Sábado, 27 de Julho de 2024

Enfoque D’P: Um novo centro é a solução. Ou não?

2022-11-06 às 16:52

Fenômeno comum em cidades de grande e médio porte, a criação de um novo centro é uma medida defendida por moradores de Ponta Grossa para desafogar o fluxo de veículos e pedestres no centro atual. A ideia é preservar o que seria o centro “velho” como espaço de cultura e memória e transferir o comércio de bens e serviços para um novo centro. Mas será que realmente precisa?

Por Michelle de Geus

Ainda no século XVIII, a região onde hoje se encontra Ponta Grossa começou a ser percorrida por tropeiros, e várias fazendas surgiram ao longo do caminho das tropas. Na época, era comum que o nascimento de uma nova cidade fosse marcado pela construção de uma igreja, e com a Princesa dos Campos não foi diferente. O local escolhido foi uma colina, onde foi erguida uma capela em homenagem a Santa Ana, avó de Jesus Cristo, de acordo com a Bíblia, e no seu entorno foram construídas residências e estabelecimentos comerciais.

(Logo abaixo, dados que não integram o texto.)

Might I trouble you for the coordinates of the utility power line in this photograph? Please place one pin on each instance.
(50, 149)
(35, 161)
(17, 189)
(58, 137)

O tempo passou e a cidade cresceu e se desenvolveu. Hoje, Ponta Grossa abriga 400 mil habitantes e representa umas das principais economias do Paraná. Em cidades de pequeno e médio porte que passaram por um rápido crescimento econômico, é comum coexistirem um Centro histórico, ligado à fundação do município, e um Centro novo, mais moderno e dinâmico. Apesar do desenvolvimento a passos largos, Ponta Grossa ainda concentra a maior parte do comércio de bens e serviços nos arredores da Catedral de Sant’Ana, onde está localizada a região central da cidade. Diante disso, há quem defenda que já está na hora de se criar um novo centro na cidade.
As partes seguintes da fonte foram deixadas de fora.